That Massive Islet of Guano
(Previously on badasses and their uses.)
I just finished William Battersby’s James Fitzjames: Mystery Man of the Franklin Expedition. Fitzjames was the third-in-command of Franklin’s doomed trip to the Northwest Passage, a beloved naval officer whose comic-opera adventures belied the fact that he’d conned or spent his way into his promotions to midshipman, lieutenant, and commander. His life was absurd from birth. On every page of Battersby, he is taking off his pants to fit into a canoe, giving a polished drag performance, writing a bad epic poem, defending an island covered in a seven-meter-thick blanket of bird guano, indulging in expert disguise, shaking off a supposedly domesticated cheetah, or pulling an honest-to-god Fitzcarraldo on the coast of Syria. Reading the book makes one feel like Nick Carraway, presented with Gatsby’s war medal: “Then it was all true. I saw the skins of tigers flaming in his palace on the Grand Canal; I saw him opening a chest of rubies to ease, with their crimson-lighted depths, the gnawings of his broken heart.”
In sum, Fitzjames was a badass, a figure I despise. The word encompasses a kind of heroic flailing, an essential fuckuppery which — combined with main force and good intentions— sees the character through. Harrison Ford plays a lot of badasses, who are all placed in opposition to empires to disguise the fact that they serve other empires.
The reason a badass is an imperial figure, though, is not just imperial service. It’s that he represents the way empires see themselves: a lovable fuckup. An innocent figure, with guile but without the capacity to plot — he has no need of skill or expertise beyond his own common sense and know-how. He can walk into any situation and understand it better than the locals. (I’m giving up and using he/him pronouns here; although the archetype can adhere to any person or character, it is deeply bound to a specific vision of masculinity.)
The badass is a traveler, and the names of the towns or cities or countries he visits become his styles, his titles. A city of a million becomes an ornament for the hair. Before Fitzjames shows up to play his part in The Terror, Francis Crozier scoffs at his endless stories of “policing that massive islet of guano off the coast of Namibia, or the time he got shot by the Chinese.” He makes it sound like “Sympathy For the Devil,” and the biography reads like “Sympathy For the Devil,” and in fact it’s very easy to interpret “Sympathy For the Devil” as an indictment of this whole vibe. Certainly, like the characters in Luke Haines’ gentler “All the English Devils,” a lot of work is done to establish Satan as an English gentleman, or in Haines’ case at least an English con artist (“British traitor”).

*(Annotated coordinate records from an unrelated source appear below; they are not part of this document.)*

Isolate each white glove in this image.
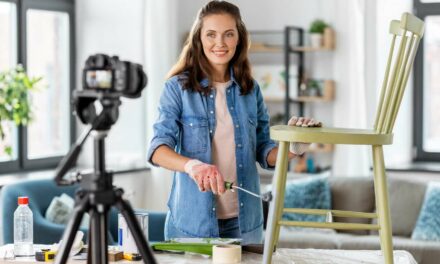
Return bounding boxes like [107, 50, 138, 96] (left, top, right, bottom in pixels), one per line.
[287, 116, 321, 155]
[184, 159, 225, 194]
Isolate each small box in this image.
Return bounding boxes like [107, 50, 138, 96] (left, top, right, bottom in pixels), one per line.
[118, 211, 148, 254]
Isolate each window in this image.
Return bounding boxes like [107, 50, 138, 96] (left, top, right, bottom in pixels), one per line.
[414, 0, 440, 161]
[0, 2, 18, 164]
[0, 0, 75, 173]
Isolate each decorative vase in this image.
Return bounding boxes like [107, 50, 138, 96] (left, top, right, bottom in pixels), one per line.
[310, 33, 322, 48]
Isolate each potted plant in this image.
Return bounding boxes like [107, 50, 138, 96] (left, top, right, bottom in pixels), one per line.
[309, 19, 328, 48]
[0, 65, 41, 156]
[307, 79, 321, 96]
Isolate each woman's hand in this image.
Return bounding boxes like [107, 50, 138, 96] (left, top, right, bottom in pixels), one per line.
[287, 116, 322, 127]
[185, 159, 225, 194]
[287, 116, 322, 155]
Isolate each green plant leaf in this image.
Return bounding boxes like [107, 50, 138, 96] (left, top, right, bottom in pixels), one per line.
[0, 64, 42, 153]
[4, 146, 12, 157]
[309, 19, 328, 34]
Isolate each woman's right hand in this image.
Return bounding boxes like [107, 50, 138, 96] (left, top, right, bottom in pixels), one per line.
[185, 160, 225, 194]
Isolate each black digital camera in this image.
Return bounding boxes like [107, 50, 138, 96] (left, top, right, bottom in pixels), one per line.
[83, 54, 147, 98]
[73, 54, 147, 130]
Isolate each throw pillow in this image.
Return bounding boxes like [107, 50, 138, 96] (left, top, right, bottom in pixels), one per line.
[411, 183, 440, 241]
[283, 177, 331, 222]
[45, 193, 74, 225]
[45, 193, 90, 228]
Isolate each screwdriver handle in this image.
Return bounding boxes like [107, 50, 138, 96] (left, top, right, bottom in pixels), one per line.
[225, 181, 234, 190]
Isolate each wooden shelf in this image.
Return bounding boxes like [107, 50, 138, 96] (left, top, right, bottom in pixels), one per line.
[249, 43, 283, 53]
[290, 47, 333, 52]
[291, 96, 332, 103]
[249, 43, 333, 53]
[307, 144, 334, 153]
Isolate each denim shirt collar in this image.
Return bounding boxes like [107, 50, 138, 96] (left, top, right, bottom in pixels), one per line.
[200, 66, 238, 88]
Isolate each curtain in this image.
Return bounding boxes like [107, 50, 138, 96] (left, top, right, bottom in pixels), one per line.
[332, 0, 374, 176]
[144, 0, 178, 211]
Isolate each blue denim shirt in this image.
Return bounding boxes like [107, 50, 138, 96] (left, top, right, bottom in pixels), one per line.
[148, 68, 276, 244]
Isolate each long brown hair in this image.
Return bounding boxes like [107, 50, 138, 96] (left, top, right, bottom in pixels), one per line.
[167, 0, 254, 95]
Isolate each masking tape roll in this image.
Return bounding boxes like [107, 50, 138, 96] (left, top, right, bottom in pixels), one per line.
[212, 245, 241, 264]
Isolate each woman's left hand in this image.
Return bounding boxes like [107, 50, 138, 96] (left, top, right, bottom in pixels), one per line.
[287, 116, 322, 155]
[287, 116, 322, 127]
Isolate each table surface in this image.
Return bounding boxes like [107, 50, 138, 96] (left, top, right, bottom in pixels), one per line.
[0, 246, 417, 264]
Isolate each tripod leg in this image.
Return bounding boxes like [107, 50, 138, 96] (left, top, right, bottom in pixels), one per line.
[116, 193, 156, 264]
[55, 194, 89, 264]
[88, 205, 108, 264]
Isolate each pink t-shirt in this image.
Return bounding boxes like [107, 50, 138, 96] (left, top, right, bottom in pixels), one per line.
[212, 81, 238, 219]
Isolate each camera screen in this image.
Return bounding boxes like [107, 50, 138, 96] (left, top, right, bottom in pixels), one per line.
[86, 70, 112, 89]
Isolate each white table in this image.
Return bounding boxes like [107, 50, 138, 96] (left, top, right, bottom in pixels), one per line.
[0, 245, 417, 264]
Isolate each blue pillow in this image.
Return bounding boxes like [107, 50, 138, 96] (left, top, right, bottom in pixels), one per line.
[411, 183, 440, 241]
[283, 177, 331, 222]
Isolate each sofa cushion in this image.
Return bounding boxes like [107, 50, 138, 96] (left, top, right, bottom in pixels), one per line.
[283, 177, 331, 222]
[339, 236, 440, 264]
[329, 177, 375, 235]
[388, 179, 426, 237]
[411, 183, 440, 242]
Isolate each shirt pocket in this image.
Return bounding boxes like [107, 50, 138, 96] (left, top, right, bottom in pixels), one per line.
[180, 116, 208, 154]
[248, 117, 257, 153]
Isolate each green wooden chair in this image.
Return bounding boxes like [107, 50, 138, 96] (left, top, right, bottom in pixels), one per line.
[263, 13, 424, 264]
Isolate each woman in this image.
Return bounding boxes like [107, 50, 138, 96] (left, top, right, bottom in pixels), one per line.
[148, 1, 315, 244]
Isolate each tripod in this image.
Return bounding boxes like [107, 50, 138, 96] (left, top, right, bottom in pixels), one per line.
[55, 126, 156, 264]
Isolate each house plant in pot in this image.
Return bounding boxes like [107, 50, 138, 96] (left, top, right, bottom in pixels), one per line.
[309, 19, 328, 48]
[0, 65, 41, 157]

Anyway, I can’t hate Fitzjames. Besides the fact that I’m a citizen of empire too and have no grounds to criticize the delusions he represents, he is also extremely dead. More importantly, the badass is never the same as a real person. The character exists to project shame outward and make it fun. In the case of the biography, the story is filtered both through Fitzjames’ semi-joking boasts and Battersby’s passionate investment in him. (God, remember Battersby? That was three paragraphs ago.)
This investment is the fatal flaw, by the way, in Battersby’s boisterous and very funny book. I’m familar with books like this from my years as a massive Titanic head: extraordinary archival shovelwork by authors with an axe to grind. Battersby is all right when he’s detailing Fitzjames’ exploits (what a word), and the rich deposits of humor and sensitivity that made his life livable. It’s when he stows the shovel in favor of the axe that things get rough: he is incapable of admitting that Fitzjames was out of his depth planning an expedition to Arctic, and that Fitzjames died of this, along with many others.

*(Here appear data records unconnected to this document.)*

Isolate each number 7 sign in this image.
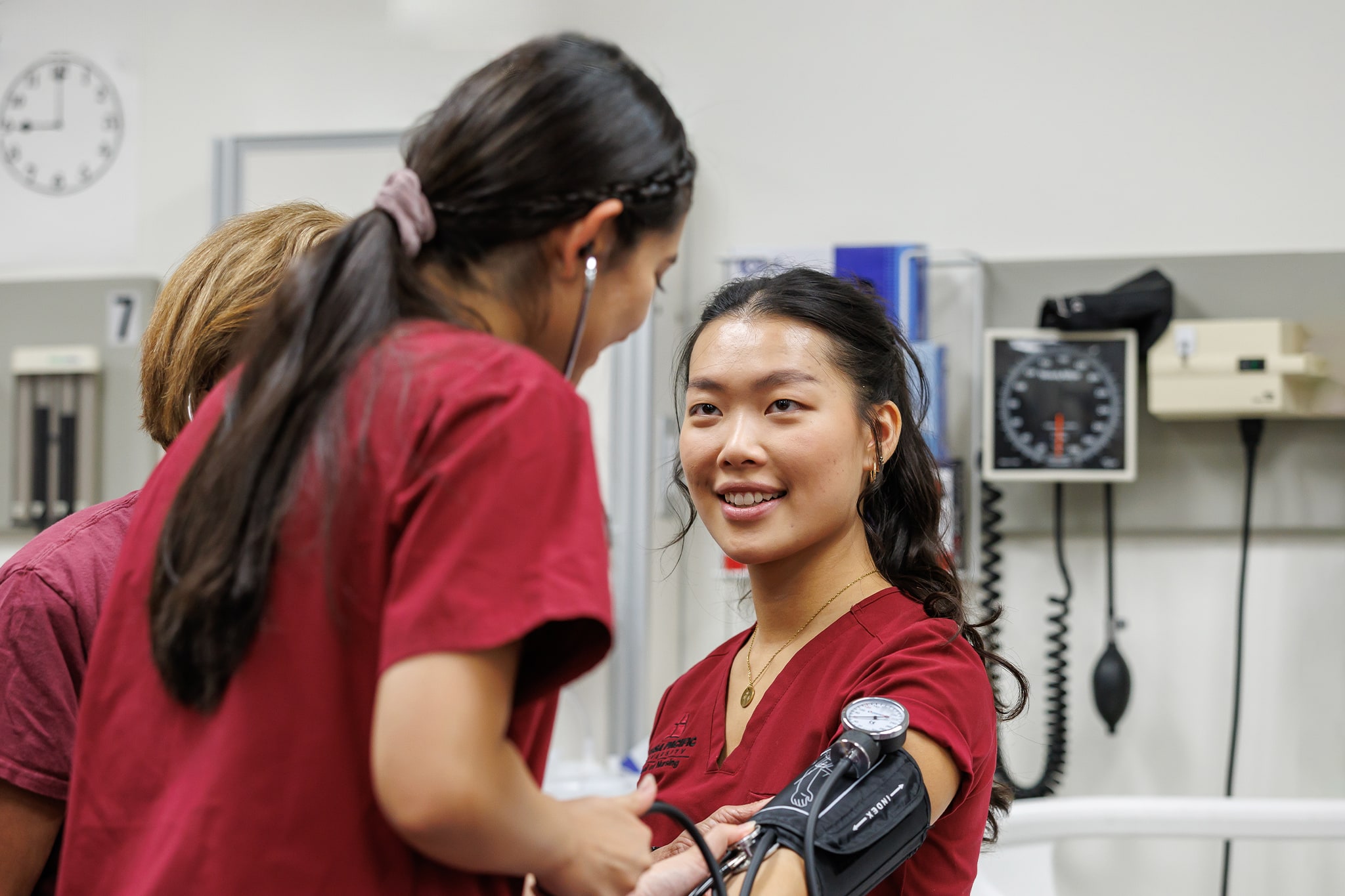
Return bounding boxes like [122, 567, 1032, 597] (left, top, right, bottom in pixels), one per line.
[108, 290, 143, 345]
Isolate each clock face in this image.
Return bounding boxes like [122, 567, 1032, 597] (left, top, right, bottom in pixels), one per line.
[994, 339, 1126, 470]
[0, 53, 125, 196]
[841, 697, 908, 736]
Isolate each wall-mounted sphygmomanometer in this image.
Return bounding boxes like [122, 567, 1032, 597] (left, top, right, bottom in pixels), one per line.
[9, 345, 102, 529]
[692, 697, 929, 896]
[981, 270, 1173, 797]
[981, 329, 1139, 482]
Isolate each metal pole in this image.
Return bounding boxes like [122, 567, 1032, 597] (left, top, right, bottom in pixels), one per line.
[608, 314, 653, 755]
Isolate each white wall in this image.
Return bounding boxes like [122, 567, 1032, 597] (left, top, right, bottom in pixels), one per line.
[0, 0, 1345, 896]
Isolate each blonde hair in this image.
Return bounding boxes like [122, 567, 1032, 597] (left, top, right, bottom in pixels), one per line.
[140, 202, 345, 447]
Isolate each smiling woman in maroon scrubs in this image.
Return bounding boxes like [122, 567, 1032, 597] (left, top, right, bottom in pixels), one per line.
[647, 270, 1021, 896]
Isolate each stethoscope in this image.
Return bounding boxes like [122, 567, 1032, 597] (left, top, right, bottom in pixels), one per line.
[565, 255, 597, 380]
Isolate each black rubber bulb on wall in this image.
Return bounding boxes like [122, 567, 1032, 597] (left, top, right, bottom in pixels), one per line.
[1093, 641, 1130, 733]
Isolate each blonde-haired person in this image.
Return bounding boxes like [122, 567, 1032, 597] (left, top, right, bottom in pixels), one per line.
[0, 203, 345, 896]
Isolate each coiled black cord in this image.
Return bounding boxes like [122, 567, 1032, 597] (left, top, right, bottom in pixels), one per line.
[647, 801, 729, 896]
[981, 482, 1074, 800]
[1218, 419, 1266, 896]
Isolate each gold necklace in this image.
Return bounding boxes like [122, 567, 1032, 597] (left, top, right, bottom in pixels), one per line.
[738, 570, 878, 710]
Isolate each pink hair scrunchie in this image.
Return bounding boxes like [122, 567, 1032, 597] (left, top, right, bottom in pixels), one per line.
[374, 168, 435, 258]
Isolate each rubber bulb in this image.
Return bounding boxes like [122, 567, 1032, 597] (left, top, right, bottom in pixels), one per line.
[1093, 641, 1130, 733]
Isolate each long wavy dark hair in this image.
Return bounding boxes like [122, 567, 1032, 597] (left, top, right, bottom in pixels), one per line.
[149, 35, 695, 712]
[672, 267, 1028, 842]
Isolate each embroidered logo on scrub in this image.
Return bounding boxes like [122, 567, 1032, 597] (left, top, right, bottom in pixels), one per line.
[789, 752, 834, 809]
[640, 712, 697, 774]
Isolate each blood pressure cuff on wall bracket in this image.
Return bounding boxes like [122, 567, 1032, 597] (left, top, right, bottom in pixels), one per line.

But the fact is indisputable. Yes, Fitzjames had bad luck; no, not all bad luck can be countered by good planning; yes, many deaths from bad luck are deaths from hubris. There were various collaborators in the expedition’s abject failure, including the other captains, but Fitzjames did minimal research, displayed a deep unseriousness about the project, was cheerfully casual in selecting officers who included a suprising number of his war buddies, and was only chosen for the expedition because he’d saved a powerful man’s son from blackmail. And this stuff is in the book. To counter any bad impressions, Battersby explains that unlike the officers of the Titanic sixty years later, Fitzjames was careful about icebergs.
Anyway, I obviously became interested in Fitzjames because he’s a major character in The Terror, in which he is redeemed the only way a badass can be: he is stripped of his titles and killed. In this, I wish to separate the death of Fitzjames the man (wretched, undeservable) from the death of Fitzjames the character (a tragic masterpiece) from the death of Fitzjames the badass (a stripping-away of the extraneous; a laying bare of a self that represents nothing; what Fitzjames the character soberly calls “the end of vanity”).
I don’t suggest that we kill our love for the badass. We can’t do it, any more than we can kill imperialism or pleasure; suggesting that we solve a problem by killing a pleasure would be an even more fucked-up approach. But every time we strip a badass of his powers, we take pleasure of a different kind, and I recommend this joy above the joy of watching him work.